Brussels, 26/04/2002 (Agence Europe) - On the initiative of Italian Radical Murizio Turco, 64 MEPs - 27 Greens, 17 Liberals, 10 members of the United Left/Nordic Green Left, 7 Radicals (non-aligned), and one member of the EPP-ED and one from the Europe of Nations - have signed a resolution in which they trigger, for the first time, against Italy the proceedings provided for in the Treaty regarding a State responsible for serious and persistent violations of the principles of freedom and democracy, and human rights and fundamental liberties enshrined in the Treaty. The Radical initiative, a press release underpins, sets out from the observation that "since 21 November 2000 (thus for 17 months, over 500 days) the Constitutional Court of the Italian Republic has deliberated in the absence of the plenary session, as provided for by the Constitution, and since 30 May 2001 (thus some 11 months), the Chamber of Deputies of the Italian Republic has legislated in the absence of the plenary session, as provided for by the Constitution".
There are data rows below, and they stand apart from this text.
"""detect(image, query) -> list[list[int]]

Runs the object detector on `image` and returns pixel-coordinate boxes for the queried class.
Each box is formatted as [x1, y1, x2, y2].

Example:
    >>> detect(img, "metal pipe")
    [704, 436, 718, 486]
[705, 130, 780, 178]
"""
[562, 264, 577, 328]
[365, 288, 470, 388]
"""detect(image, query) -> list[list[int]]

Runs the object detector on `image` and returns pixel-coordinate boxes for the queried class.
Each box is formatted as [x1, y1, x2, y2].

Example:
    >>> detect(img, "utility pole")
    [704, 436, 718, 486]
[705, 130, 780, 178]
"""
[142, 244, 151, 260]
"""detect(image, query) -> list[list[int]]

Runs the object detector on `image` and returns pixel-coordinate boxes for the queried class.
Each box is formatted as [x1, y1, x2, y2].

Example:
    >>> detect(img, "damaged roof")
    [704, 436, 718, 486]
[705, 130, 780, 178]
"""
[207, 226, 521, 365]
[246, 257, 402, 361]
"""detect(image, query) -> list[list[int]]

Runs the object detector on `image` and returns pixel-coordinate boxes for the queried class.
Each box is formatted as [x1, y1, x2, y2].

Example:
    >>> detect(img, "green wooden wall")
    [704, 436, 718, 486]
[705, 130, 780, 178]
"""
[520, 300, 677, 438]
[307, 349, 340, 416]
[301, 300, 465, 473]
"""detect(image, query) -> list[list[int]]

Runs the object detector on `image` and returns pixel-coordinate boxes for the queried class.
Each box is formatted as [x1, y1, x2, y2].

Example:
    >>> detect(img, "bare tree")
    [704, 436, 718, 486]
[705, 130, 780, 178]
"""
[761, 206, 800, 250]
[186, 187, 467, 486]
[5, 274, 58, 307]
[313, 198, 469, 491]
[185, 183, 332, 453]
In this affair, the MEPs invoke: - Article 6 and 7 of the Amsterdam Treaty by which the Union "is based on the principles of freedom, democracy, the respect of human rights and fundamental liberties, as well as the Rule of Law", and the Council, "meeting at heads of state and or governments level and ruling through unanimity on a proposal of a third of Member States or the Commission and following assent by the European Parliament, may note the existence of a serious and persistent violation by a Member State" of the principles set out in Article 6; - Article 108 of the EP's Rules of Procedure that states that Parliament may, at the request of a tenth of deputies of which it is composed, discuss and vote on a draft resolution asking the Commission to initiate an action under Article 7 of the Treaty. At the end of the procedure, Murizio Turco recalls in a press release, the Council may, at heads of state and/or government level, note (unanimously, without counting the Member State concerned or abstentions) the existence of such a violation and then, through a qualified majority, decide to suspend certain rights stemming from the Treaty, like the right to vote in Council.